Bevor ich noch ins Philosophieren darüber  gerate,  wie  nahe  doch Geburt und Tod beieinander liegen, sagt sie: »Morgen hat mein Meerschweinchen Geburtstag!«

»Herzlichen Glückwunsch«, ist alles, was mir spontan dazu einfällt. Smalltalk über Haustiere steht gerade nicht auf meinem Programm. Doch sage ich es nicht unfreundlich und Amy zieht strahlend von dannen. Es ist so einfach, Kinder glücklich zu machen. Da fällt mir doch wieder mein letzter Besuch beim ‘Chinesen‘ ein. Nach dem Essen, bei dem ich leider aufgrund meines begrenzten Magenvolumens nicht alle sieben Köstlichkeiten probieren konnte, entnahm ich seinem, mit bedeutungsvoller Miene überreichten, Glückskeks eine Botschaft, die sinngemäß lautete: Du bist auf der Welt, um andere Menschen glücklich zu machen.

Wie passend, dachte ich damals. Dafür hast du genau den richtigen Beruf. Und nahm mir fest vor, immer an diese keksummantelte Weisheit zu denken, vor allem in Situationen täglicher Bagatellkatastrophen, die absurder und irrwitziger nicht sein könnten.

Erstaunlich eigentlich, wie viele Ereignisse sich in so einem Klassenraum zeitgleich abspielen. Die geübte und erfahrene Lehrkraft hat natürlich alles im Blick, selbst wenn sie, die Tafel bekreidend, den Kindern ihren Rücken zuwendet. Bradley aus der zweiten Klasse zum Beispiel hat auch ohne Zigarettenkonsum bereits eine unverkennbar rauchig heisere Stimme, die trotzdem von keinem anderen Kind an Lautstärke übertroffen wird. Während ich also den Merksatz »Nach einem Punkt schreibe ich groß« zeitgeistgemäß in lateinischer oder verein-fachter Ausgangsschrift an die Tafel male, ermahne ich ihn nebenher und ohne mich umzudrehen: »Bradley!« Ich bemühe mich, es nicht so auszusprechen wie seine Eltern.

Als der Junge neu in die Klasse kam, stand er mit Mama, Papa und Rektor plötzlich vor der Tür. Dank meiner Flexibilität freute ich mich spontan über den Nachwuchs und fragte ihn freundlich nach seinem Namen. Mit der genuschelten Antwort konnte ich nicht so viel anfangen, doch die Mama half weiter: »Er heißt Brettle.«

Brettle?

Also: »Bradley!«, sage ich. »Setz dich an deinen Platz!« Jetzt erst wende ich mich wieder meinen Schülern zu und schaue in die ungläubigen Gesichter einiger Weniger, die bemerkt haben, dass Frau Bär auch im Hinterkopf Augen hat. Auch Brettle ist irritiert und geht zu seinem Tisch, von dem er sich, in der Annahme unbeobachtet zu sein, unerlaubt entfernt hatte.

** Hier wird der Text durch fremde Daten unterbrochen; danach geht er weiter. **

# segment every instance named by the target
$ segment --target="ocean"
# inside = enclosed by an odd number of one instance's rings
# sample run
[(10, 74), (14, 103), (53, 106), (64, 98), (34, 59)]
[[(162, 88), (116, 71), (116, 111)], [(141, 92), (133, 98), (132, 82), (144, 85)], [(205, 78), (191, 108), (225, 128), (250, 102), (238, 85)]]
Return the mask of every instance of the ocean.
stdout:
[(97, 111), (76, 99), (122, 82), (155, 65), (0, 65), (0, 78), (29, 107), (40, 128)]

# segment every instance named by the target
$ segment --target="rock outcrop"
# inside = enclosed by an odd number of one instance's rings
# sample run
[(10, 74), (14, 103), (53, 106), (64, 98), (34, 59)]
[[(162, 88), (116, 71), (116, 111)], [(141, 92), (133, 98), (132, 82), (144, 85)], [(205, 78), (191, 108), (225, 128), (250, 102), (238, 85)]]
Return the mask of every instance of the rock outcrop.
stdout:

Wieder in meiner ersten Klasse setzen die Kleinen ihre Arbeit an Stationen fort. Der Laut L (nicht El, sondern Ll gesprochen) wird dort begeistert und ausgiebig mit allen Sinnen erlernt. Alec schreibt ihn mit Hingabe in den Sand, der sich eigentlich in der flachen roten Schale befinden sollte. Es knirscht ein bisschen, als ich an ihm vorbeigehe.

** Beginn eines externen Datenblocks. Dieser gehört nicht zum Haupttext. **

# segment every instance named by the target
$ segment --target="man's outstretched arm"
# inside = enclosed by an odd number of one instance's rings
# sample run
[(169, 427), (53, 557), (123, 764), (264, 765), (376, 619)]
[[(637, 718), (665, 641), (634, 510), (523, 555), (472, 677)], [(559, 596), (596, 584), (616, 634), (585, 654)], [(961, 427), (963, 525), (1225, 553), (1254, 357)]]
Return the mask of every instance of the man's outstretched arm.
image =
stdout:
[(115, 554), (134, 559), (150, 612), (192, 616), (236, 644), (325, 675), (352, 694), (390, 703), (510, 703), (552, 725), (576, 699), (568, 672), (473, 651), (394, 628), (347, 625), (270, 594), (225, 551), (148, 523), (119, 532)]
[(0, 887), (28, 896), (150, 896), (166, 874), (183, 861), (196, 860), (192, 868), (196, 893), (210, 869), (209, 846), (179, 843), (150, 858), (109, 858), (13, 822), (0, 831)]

Zum Glück bemerke ich noch rechtzeitig das Stück graubrauner Knete am Boden. Mein fragender Blick in die Runde ruft Devil auf den Plan. Schuldbewusst kratzt er die Knete mit den Fingernägeln weg. Nachdem er aus dem Vielfarbengemisch ein L geformt hatte, hatte er versucht, den Rest von seinem Platz aus in die dafür vorgesehene Dose zu werfen.

Emmi braucht Hilfe am Computer, irgendwie ist ihr Finger auf der Tastatur hängengeblieben, sodass sie sich bereits auf der Seite 40 des Dokumentes befindet. Die Seiten sind vollständig und tausendfach mit diesem Buchstaben bedeckt, und zwar ohne, dass sie jedes Mal die vorgeschriebene Leertaste bedient hatte.

Alles normal. Erstklassig, sozusagen!